Say a word I just learned over and over again until it loses meaning.

Agree with someones ridiculous political opinion just to avoid an argument.

RAPE CHILDREN

Write a word then wonder if it's spelt with an i or and e so just put them both in but do it in such a way that the person reading it won't know whether you didn't know the spelling or misspelled it then realized your mistake and tried to fix it.

Thinking you can do parkour even when you cant and the have a friend over and try to show off

Closing your eyes and covering your ears when you think someone is going to throw up.

When I am at amusement parks I look and determine which guys I could beat up and which I couldn't.

At the store then mom leaves to get something then u start panicking as the cashier begins paying and you thing she will charge yo already

act like a giant/dinosaur while eating broccoli xD

Shutting the fridge door slowly just to see the light shut off.

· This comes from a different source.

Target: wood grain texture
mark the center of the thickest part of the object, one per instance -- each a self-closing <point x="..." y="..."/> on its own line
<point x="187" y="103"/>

When I'm walking on the sidewalk, I try to count and keep a steady rate of how many times I step on each slab of concrete.

fist myself to the point of unconsciousness whilst masturbating to the speeches of Hitler

Go up/down the stairs in 10 steps exactly. Talk to an imaginary girlfriend when I'm guilty of something, and she helps me out and holds me till I fall asleep.

in my mind, traffic cones are called VLC.

When you are looking over someones shoulder and they look at you thinking you are staring at them so you suddenly turn your head

Try to make a sound described in a book or text (like a gasp or a gargle)

When I go to use my laptop if my cat is sleeping in my chair I would use it somewhere else and leave her alone.

I feel that getting a 98 on a test is better than getting a 99.

Things You Think Only You Do

A collection of things you think only you do. Go ahead and confess. You probably aren't the only one.